At the time it didn’t really bother me, and to this day, it still doesn’t really. But I have learned something from that experience that has followed me into adulthood: You’ve got to be your own advocate. When there’s something you need, something you’re going for, you can’t count on someone else to stand up for you. And to the Christians in the audience, I’m not talking about Christ’s advocacy for us, nor the Spirit’s intercession. I’m talking more akin to how Paul stood up for himself in Acts 22:25.
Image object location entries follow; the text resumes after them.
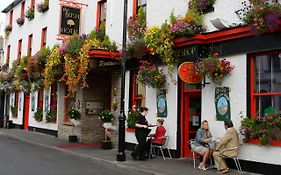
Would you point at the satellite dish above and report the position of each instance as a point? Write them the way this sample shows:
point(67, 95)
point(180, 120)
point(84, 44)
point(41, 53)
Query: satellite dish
point(219, 23)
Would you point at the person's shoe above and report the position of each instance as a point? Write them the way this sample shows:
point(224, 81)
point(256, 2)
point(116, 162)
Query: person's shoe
point(134, 156)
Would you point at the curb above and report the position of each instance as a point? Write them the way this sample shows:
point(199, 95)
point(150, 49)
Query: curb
point(115, 163)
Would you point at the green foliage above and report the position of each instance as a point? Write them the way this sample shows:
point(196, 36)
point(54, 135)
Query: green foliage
point(106, 116)
point(51, 115)
point(38, 115)
point(132, 118)
point(74, 45)
point(74, 114)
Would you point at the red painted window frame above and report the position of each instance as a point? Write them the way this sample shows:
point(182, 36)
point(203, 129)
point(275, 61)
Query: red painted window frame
point(29, 44)
point(8, 54)
point(19, 49)
point(32, 3)
point(11, 18)
point(253, 94)
point(66, 119)
point(22, 9)
point(43, 37)
point(98, 20)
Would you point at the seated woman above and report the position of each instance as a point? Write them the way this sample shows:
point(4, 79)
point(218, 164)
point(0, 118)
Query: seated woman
point(201, 143)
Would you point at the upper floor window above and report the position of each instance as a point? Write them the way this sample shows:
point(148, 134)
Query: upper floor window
point(22, 9)
point(101, 16)
point(19, 48)
point(29, 45)
point(137, 90)
point(265, 82)
point(43, 37)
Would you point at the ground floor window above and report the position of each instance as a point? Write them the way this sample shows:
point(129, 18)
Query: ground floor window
point(265, 82)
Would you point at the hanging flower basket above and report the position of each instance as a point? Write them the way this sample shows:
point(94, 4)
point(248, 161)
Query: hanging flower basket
point(150, 75)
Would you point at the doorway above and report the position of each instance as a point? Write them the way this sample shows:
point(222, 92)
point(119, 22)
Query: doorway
point(26, 111)
point(190, 118)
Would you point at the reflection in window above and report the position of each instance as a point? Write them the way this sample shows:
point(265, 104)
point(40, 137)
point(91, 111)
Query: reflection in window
point(267, 82)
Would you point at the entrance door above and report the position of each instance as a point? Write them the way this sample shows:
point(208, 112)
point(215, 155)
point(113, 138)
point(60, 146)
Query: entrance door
point(190, 116)
point(26, 111)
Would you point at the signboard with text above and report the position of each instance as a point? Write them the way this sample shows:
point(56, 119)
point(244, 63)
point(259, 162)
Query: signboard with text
point(188, 73)
point(70, 20)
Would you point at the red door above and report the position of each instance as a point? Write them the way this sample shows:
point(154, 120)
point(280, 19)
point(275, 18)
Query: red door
point(26, 111)
point(190, 116)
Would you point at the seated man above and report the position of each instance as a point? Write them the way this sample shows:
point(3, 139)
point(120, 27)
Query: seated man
point(158, 137)
point(230, 140)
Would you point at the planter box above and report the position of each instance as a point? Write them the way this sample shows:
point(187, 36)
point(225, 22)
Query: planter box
point(258, 142)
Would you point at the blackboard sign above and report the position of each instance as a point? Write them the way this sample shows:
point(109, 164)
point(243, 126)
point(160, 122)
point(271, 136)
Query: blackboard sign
point(161, 103)
point(70, 21)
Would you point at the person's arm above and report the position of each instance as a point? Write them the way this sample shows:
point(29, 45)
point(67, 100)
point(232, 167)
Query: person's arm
point(224, 140)
point(141, 126)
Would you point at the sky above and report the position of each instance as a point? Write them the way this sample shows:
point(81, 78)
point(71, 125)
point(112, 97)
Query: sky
point(3, 4)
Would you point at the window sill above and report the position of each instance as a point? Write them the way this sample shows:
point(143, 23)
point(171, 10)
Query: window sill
point(258, 142)
point(130, 129)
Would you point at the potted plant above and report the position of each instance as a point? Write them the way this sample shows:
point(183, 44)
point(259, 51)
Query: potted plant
point(14, 111)
point(106, 116)
point(43, 6)
point(29, 14)
point(8, 29)
point(38, 115)
point(51, 115)
point(20, 21)
point(74, 116)
point(265, 128)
Sometimes someone will stand up for you, but you can’t count on that because you don’t know if anyone will. If you’re in need of healing and you’re denied care, don’t give up; say, “Hey! I’m bleeding through my band-aids here!” Or, in another vein, if you’re pursuing a dream, don’t just give up at the first sign of resistance. Going to college, fighting for a love, enlisting in the military – all such things are worthy and noble pursuits; and they’re usually not very easy.
A few months later I was at an orthopedist’s office with my dad and sister (she was having a follow-up examination for a broken ankle). While they were waiting, I went and found another doctor. I showed him my knuckles and explained what happened. Without hesitation he said, “Those knuckles were broken.”
Now, if only I had persisted with my dad a few months earlier they could have been treated. Granted, they’re distal knuckles; it really wasn’t a big deal. But what about the next time I’d need to stand up for myself when it would be a big deal? I have my hunchbacked knuckles, the deformed Ringy and Middleman saying, “Don’t just roll over and take it up the tailpipe; fight!!”
And that’s what I’d encourage you to do. There is a line between being your own advocate and being a jerk, but for some reason our society has fought against standing up for yourself for so long and so hard that a great deal many of us are just jellyfish, floating along in the currents. When Opposition says, “You’re just not good enough, okay?” respond with that rarest of vocabulary beasts: “No.”
Stand up for yourself – you’re worth it.